Much to my surprise, my first day was gentle and undramatic.
I’d spent the whole morning worrying. Busying myself in my apartment. Waking early, eating breakfast, and when the stress became too much, I put on my trail runners and headed for Powell Butte.
My hike, as always, centered me. I took the time, under the canopy of the trees, dusty dirt beneath my feet, to find my higher power. Asking for him to be with me. My head filled with so much doubt. The alcoholic thinking that, ‘I’m just fine. I don’t need to take this drastic step,’ sneaking up on me like a petty thief.

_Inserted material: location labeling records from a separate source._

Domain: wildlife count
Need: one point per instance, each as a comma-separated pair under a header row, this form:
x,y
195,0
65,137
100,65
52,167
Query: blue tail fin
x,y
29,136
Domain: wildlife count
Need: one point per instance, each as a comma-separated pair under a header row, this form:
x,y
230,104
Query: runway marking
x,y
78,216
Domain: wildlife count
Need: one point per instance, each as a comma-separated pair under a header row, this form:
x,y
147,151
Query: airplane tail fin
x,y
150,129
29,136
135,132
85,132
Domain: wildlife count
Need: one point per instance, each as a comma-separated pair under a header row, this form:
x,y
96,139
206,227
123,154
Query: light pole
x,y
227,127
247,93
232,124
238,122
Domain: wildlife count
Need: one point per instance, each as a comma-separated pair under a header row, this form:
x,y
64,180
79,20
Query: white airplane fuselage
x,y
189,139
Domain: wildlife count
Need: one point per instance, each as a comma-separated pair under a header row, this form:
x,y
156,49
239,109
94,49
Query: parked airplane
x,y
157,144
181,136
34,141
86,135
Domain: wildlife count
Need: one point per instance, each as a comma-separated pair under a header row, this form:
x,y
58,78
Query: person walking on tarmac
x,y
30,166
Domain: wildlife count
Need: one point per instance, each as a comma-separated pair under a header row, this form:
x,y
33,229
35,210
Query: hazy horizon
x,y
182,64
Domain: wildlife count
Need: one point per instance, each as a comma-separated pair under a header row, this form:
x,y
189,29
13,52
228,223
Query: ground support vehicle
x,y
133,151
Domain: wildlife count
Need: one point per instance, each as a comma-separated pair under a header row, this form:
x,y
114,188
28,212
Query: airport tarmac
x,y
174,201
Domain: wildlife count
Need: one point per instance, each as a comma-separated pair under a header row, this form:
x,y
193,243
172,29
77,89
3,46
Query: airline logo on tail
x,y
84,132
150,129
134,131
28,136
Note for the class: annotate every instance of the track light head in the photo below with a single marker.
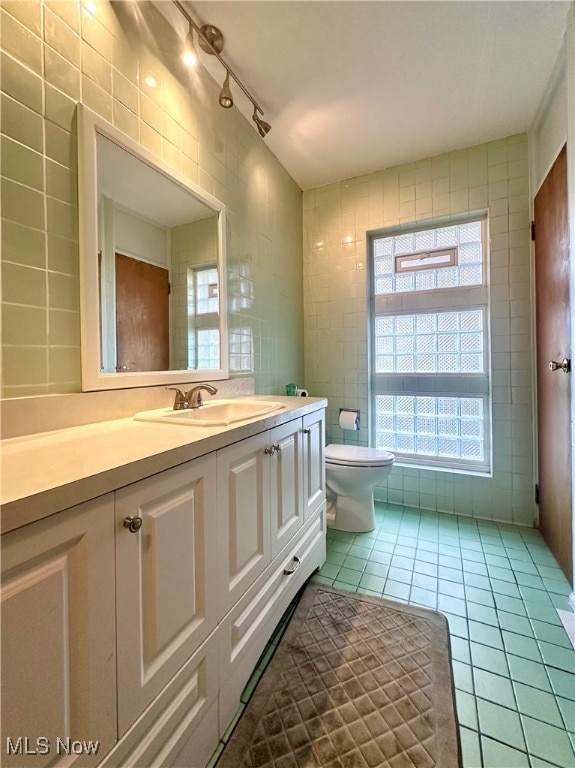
(263, 127)
(190, 54)
(226, 98)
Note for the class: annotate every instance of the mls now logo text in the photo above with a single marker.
(22, 745)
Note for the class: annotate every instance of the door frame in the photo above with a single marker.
(556, 127)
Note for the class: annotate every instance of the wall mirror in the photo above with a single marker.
(152, 267)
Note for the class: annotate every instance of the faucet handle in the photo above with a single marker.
(179, 400)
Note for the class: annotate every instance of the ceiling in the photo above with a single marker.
(352, 87)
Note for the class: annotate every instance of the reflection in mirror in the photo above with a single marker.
(153, 244)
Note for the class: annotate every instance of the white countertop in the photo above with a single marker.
(47, 472)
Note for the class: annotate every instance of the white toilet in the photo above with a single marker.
(352, 472)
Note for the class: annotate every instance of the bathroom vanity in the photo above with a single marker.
(144, 568)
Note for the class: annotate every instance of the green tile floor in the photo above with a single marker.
(499, 587)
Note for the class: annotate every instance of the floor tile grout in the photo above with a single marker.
(515, 691)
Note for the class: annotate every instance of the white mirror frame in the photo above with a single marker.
(89, 125)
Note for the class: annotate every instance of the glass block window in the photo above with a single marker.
(440, 427)
(206, 290)
(430, 376)
(431, 342)
(208, 348)
(389, 253)
(203, 317)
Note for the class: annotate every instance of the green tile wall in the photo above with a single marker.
(54, 54)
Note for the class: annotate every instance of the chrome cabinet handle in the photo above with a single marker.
(133, 524)
(564, 365)
(291, 569)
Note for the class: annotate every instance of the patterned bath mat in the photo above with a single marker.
(356, 682)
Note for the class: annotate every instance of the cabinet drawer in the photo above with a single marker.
(248, 627)
(176, 717)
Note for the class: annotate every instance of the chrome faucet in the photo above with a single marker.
(194, 395)
(192, 398)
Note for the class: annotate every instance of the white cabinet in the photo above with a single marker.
(243, 520)
(58, 638)
(290, 461)
(313, 430)
(134, 620)
(286, 473)
(166, 576)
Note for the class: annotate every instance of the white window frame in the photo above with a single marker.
(460, 298)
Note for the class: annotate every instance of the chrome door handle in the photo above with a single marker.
(133, 524)
(564, 365)
(296, 561)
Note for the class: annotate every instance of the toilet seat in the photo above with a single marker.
(357, 456)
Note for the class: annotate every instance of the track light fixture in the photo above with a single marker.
(263, 127)
(226, 98)
(211, 41)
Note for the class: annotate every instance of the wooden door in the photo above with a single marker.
(553, 345)
(59, 639)
(142, 316)
(167, 593)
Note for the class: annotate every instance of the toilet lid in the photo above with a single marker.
(358, 456)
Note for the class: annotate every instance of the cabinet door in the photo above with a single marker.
(58, 638)
(166, 596)
(313, 461)
(243, 515)
(286, 483)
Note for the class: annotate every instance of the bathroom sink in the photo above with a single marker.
(212, 414)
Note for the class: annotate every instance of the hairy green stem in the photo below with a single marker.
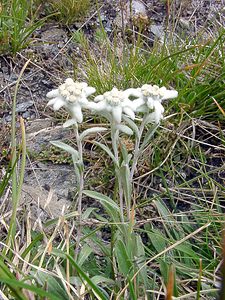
(114, 139)
(80, 189)
(16, 190)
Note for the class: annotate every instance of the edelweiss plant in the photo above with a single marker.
(127, 112)
(118, 108)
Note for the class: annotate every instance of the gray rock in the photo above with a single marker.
(22, 107)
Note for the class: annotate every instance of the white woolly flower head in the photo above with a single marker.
(113, 104)
(151, 98)
(73, 96)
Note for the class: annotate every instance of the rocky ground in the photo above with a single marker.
(50, 65)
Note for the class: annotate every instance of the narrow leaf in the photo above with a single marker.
(90, 131)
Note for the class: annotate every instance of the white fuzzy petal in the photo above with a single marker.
(98, 98)
(77, 113)
(89, 91)
(158, 107)
(69, 122)
(137, 103)
(117, 113)
(170, 94)
(53, 93)
(59, 102)
(96, 106)
(150, 103)
(151, 118)
(128, 111)
(133, 92)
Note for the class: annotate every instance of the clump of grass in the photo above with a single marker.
(16, 25)
(196, 70)
(69, 11)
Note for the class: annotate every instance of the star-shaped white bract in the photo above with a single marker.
(114, 103)
(73, 96)
(151, 98)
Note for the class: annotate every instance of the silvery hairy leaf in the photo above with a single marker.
(90, 131)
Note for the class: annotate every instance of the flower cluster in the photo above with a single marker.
(112, 104)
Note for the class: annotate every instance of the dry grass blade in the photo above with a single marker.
(161, 253)
(222, 289)
(170, 284)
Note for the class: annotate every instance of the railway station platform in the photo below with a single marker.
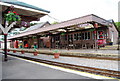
(97, 63)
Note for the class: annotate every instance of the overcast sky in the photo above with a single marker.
(68, 9)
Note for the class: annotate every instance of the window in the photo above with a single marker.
(79, 36)
(83, 37)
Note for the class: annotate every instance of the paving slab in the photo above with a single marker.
(97, 63)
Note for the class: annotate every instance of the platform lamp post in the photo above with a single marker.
(95, 32)
(118, 40)
(10, 20)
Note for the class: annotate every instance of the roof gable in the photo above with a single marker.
(19, 3)
(37, 26)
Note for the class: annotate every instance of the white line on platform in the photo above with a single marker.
(68, 70)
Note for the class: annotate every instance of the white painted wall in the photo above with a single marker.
(8, 45)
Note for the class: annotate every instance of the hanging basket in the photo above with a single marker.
(14, 51)
(35, 53)
(22, 52)
(12, 17)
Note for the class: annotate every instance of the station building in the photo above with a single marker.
(85, 32)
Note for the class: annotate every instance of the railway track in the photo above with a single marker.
(97, 71)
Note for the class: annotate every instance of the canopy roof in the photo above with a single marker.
(19, 3)
(74, 24)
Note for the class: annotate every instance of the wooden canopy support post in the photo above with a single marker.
(50, 46)
(118, 41)
(67, 40)
(5, 47)
(96, 26)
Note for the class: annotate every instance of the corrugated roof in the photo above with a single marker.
(40, 25)
(19, 3)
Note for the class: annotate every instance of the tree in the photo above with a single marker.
(118, 25)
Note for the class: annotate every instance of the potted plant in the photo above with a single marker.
(56, 54)
(22, 51)
(35, 52)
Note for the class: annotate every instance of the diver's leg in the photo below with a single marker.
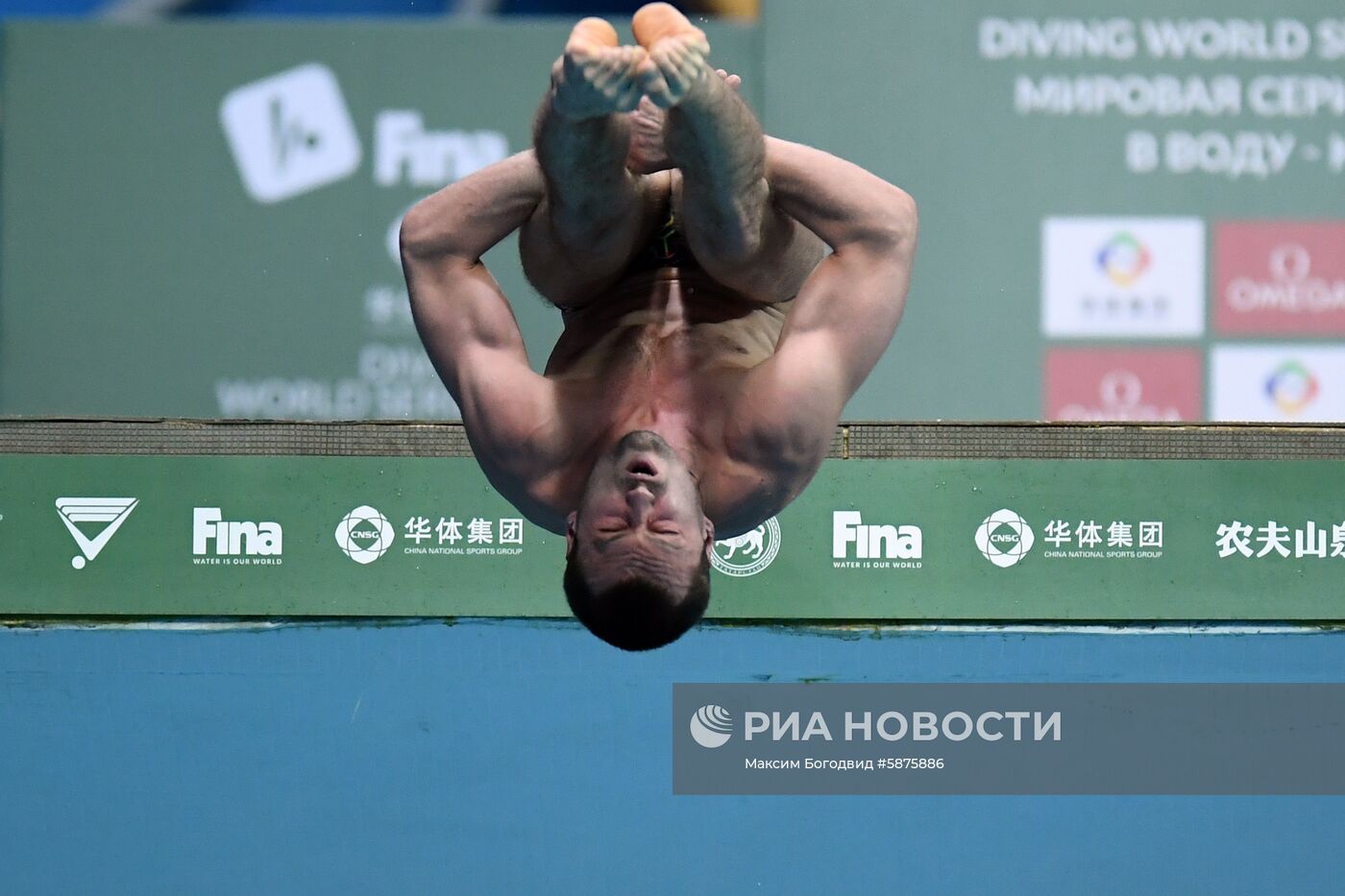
(596, 213)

I knew what I’d signed up for. And, all the work I’ve done in AA thus far has readied me for this alternate approach. Intellectually, I know that this is a place where I can spend my days until I’ve got all this crap figured out, but, the fearful, emotional me clings to old habits and assumptions. With all the positivity I’d been feeling in the last week, it was a blow to be hit with the feeling of self-doubt once more. Further proof that even when at bay, the thick threads of alcoholism still weave their way through my veins. Trying their best to take me back to the bar, to the bottle of vodka, to that numb and distracted place where it thrives and flourishes.
I arrived, and was immediately taken to group acupuncture. Where the other members of my program were sprawled out in comfy, reclining chairs, little needles sticking out of their wrists, ears, and the crowns of their heads. Everyone introduced themselves, as if they were long awaiting my arrival. They explained the ropes. Eased my tension by telling me where all the various meeting rooms were, who attends what on each day, what I should expect.
My deep rooted pessimism had led me astray again. As I looked around the room in the women’s yoga class that immeadiately followed acupuncture, soft eyes met mine. No judgement. I was the new girl, yet, no one seemed overly curious. They seemed more concerned with making me feel comfortable, at ease. I’m still not used to behavior like that.
At the bar, I’m on the defense. Prepared to be grilled. Who’s there? What are they saying? What transpired after I blacked out last night? All this fear and anxiety. Followed by the drink. The thing that stops my mind and eyes from darting from regular to regular, each on their respective stool.
It makes sense that rehab should be a place of calm and safety. After all, these people are all on their own difficult journey. I’d jumped to the conclusion, as I so often do, that people assume the worst, and are ready to throw down. I have to remind myself to remember that the people I knew, and called friends, while in the depths of my alcoholic addiction are not representative of the norm.
I have to remember that life in the bar, for me, is like life in a vacuum. There’s just, me, the drink, and the usual suspects. The false camaraderie is just a smoke screen for the real reason we’re all there: The vodka. The whiskey. The beer. The ________. Pick your poison. The numb.
I arrived at a place where it’s ok to feel. Where others are feeling their way through too. Where a welcoming smile isn’t a farce, but, a gesture of understanding and empathy.
And, much like AA, I know that in this space, I can look forward to finding another piece of my puzzle.